[00:17:31] *** guerby_ is now known as guerby
[00:17:34] *** Quits: guerby (~guerby@ip165.tetaneutral.net) (Changing host)
[00:17:34] *** Joins: guerby (~guerby@april/board/guerby)
[01:10:19] *** Joins: gila (~gila@5ED4D9C8.cm-7-5d.dynamic.ziggo.nl)
[01:43:39] *** Quits: qwan_ (c066cc2d@gateway/web/freenode/ip.192.102.204.45) (Ping timeout: 260 seconds)
[04:20:49] *** Quits: gila (~gila@5ED4D9C8.cm-7-5d.dynamic.ziggo.nl) (Quit: My Mac Pro has gone to sleep. ZZZzzz…)
[04:32:30] *** Joins: gila (~gila@5ED4D9C8.cm-7-5d.dynamic.ziggo.nl)
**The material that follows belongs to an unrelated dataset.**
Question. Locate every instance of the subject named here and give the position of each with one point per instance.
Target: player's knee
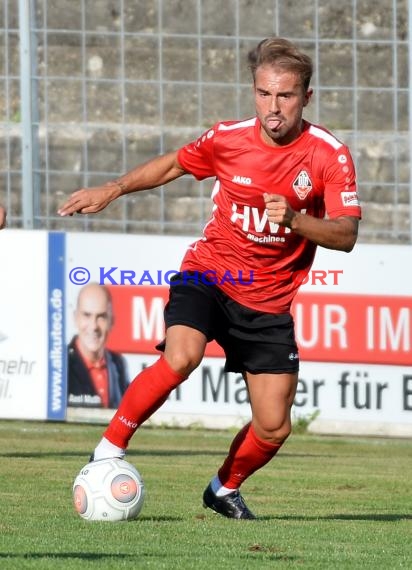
(272, 431)
(183, 361)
[06:07:32] *** Quits: gila (~gila@5ED4D9C8.cm-7-5d.dynamic.ziggo.nl) (Quit: My Mac Pro has gone to sleep. ZZZzzz…)
[06:07:52] *** Joins: gila (~gila@5ED4D9C8.cm-7-5d.dynamic.ziggo.nl)
[07:05:54] *** Joins: tomzawadzki (~tomzawadz@134.134.139.76)
[07:23:30] *** Quits: gila (~gila@5ED4D9C8.cm-7-5d.dynamic.ziggo.nl) (Quit: My Mac Pro has gone to sleep. ZZZzzz…)
[07:27:12] *** Joins: lhodev (~Adium@inet-hqmc07-o.oracle.com)
[07:28:45] *** Joins: gila (~gila@5ED4D9C8.cm-7-5d.dynamic.ziggo.nl)
[07:29:34] *** Parts: lhodev (~Adium@inet-hqmc07-o.oracle.com) ()
[07:43:01] <peluse> qwan_: I'm setting up a few new systems this week, are you following the directions in test/config/README.md? I'll let you know how it goes over here
[09:16:15] *** Quits: gila (~gila@5ED4D9C8.cm-7-5d.dynamic.ziggo.nl) (Quit: My Mac Pro has gone to sleep. ZZZzzz…)
[09:50:41] *** Quits: tomzawadzki (~tomzawadz@134.134.139.76) (Ping timeout: 248 seconds)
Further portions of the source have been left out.